L’ISTRUTTORE – MARIO AMORI

 

 

 

 

 

Mario Amori è nato a Perugia il 14.2.1945

Più volte campione e vice campione nazionale di Taijiquan (pugno) e Taijiquan (spada), si  è formato all’Accademia Europea WUSHU e TAIJIQUAN di Roma, diretta dal Gran Maestro Li Rong Mei.

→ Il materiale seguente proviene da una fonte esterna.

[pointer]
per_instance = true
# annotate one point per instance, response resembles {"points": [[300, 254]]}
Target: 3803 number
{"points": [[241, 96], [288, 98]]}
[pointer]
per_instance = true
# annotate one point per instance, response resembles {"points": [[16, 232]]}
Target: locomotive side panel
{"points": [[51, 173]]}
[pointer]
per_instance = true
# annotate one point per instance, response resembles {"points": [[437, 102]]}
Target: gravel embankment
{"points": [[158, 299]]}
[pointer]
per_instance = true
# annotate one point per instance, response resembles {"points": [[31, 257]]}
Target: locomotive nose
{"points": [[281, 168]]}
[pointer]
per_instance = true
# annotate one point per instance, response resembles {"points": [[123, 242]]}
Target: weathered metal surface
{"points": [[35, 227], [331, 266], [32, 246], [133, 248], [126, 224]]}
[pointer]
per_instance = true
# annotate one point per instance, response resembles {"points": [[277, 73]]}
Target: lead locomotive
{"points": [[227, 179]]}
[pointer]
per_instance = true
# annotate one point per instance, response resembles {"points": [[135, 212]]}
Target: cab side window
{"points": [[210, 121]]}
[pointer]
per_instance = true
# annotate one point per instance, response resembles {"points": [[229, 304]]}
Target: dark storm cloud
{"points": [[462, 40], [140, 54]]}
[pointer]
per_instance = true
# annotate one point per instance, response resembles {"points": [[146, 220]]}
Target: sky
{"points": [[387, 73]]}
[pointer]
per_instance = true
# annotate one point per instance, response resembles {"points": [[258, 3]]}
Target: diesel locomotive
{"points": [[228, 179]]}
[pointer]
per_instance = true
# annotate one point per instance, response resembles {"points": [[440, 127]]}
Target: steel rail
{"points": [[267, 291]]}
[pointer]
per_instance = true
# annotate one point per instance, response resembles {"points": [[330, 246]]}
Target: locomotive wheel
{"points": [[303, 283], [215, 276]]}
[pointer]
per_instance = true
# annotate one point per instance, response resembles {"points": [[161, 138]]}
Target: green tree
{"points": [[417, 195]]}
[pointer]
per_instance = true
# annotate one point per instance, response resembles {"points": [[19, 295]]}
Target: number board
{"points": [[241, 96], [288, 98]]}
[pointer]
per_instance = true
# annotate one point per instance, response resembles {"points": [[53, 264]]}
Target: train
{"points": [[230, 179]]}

Periodicamente segue corsi di aggiornamento tenuti dal Gran Maestro Li Rong Mei.
Ha maturato varie esperienze formative nelle scuole cinesi di Shaoling –Wudang – Shanghai.
Ha tenuto corsi presso le palestre di Roma e ora, dopo il trasferimento in Umbria, insegna presso la palestra di Palazzo Baglioni a Città della Pieve e presso i locali dell’Associazione Etruria Taiji di Monteleone d’Orvieto, Frazione di San Lorenzo.

 

Il mio  incontro con il Taijiquan :

“Nel 1992  riuscii finalmente a realizzare un sogno tanto desiderato: fare un viaggio in Cina, nel Paese di Mezzo, come viene definito dai suoi abitanti. Questa terra , che ai tempi di Marco Polo era il CATAI,  oggi è la Grande Cina.
Era  il mese di novembre e sulla Grande Muraglia c’era  la neve, illuminata inverosimilmente dal sole:  uno spettacolo mozzafiato!
 Ai miei occhi stupiti si presentava   un incredibile, lunghissimo  serpente di pietra alto da 6 a 12 m. e così largo da poterlo percorrere anche a cavallo; questa incredibile opera umana si snodava a perdita d’occhio sulle colline circostanti, contribuendo ad  un paesaggio onirico.
 E’ qui,  che per la prima volta incontrai , affascinato, il Taijiquan.
La mia attenzione venne  attratta da un cinese  dall’età indefinibile, ma sicuramente molto avanti negli anni che, in un piccolo spazio innevato, indifferente all’intrusione   e ai  commenti  dei turisti, si muoveva con grazia e agilità, eseguendo una serie infinita di movimenti e trasmettendo un senso di calma e beatitudine in chi lo guardava.
La curiosità mi spinse a chiedere alla guida cosa fosse questa meraviglia nelle meraviglie.
 Allora non capii bene la spiegazione,  ma poi  vidi tante altre persone che tutte insieme praticavano, nei parchi delle grandi città, questa disciplina, anche con forme spettacolari:  con  la spada e  con il ventaglio.
  A centinaia si muovevano, in sintonia, come il flusso ininterrotto di una marea.
In quel momento dentro di me è sbocciato un grande amore, ero così estasiato da questa arte che mi ripromisi di tornare in Cina per poterla apprendere.
Ma l’occasione si presentò nel  1993 a Roma,  dove  ebbi la fortuna di conoscere il Gran Maestro di Taijiquan - Li Rong Mei -  e lì  iniziai ad apprendere i primi elementi di questa complessa disciplina.
Dopo tanti anni di passione, di duro lavoro, di costanza  e grande impegno, sono riuscito a partecipare a numerose gare e ad essere per diversi anni campione e vice campione italiano fino a che nel  1997 ho ottenuto  il brevetto di insegnante presso l’EWA ( European Accademia Wushu) .
Da allora ho insegnato a Roma e, negli ultimi anni a città della Pieve e a Monteleone d’Orvieto, deliziose cittadine umbre, cercando di comunicare ai miei allievi i segreti e  quelle bellissime emozioni che un giorno, un grande vecchio, sulla Grande Muraglia, trasmise a me.”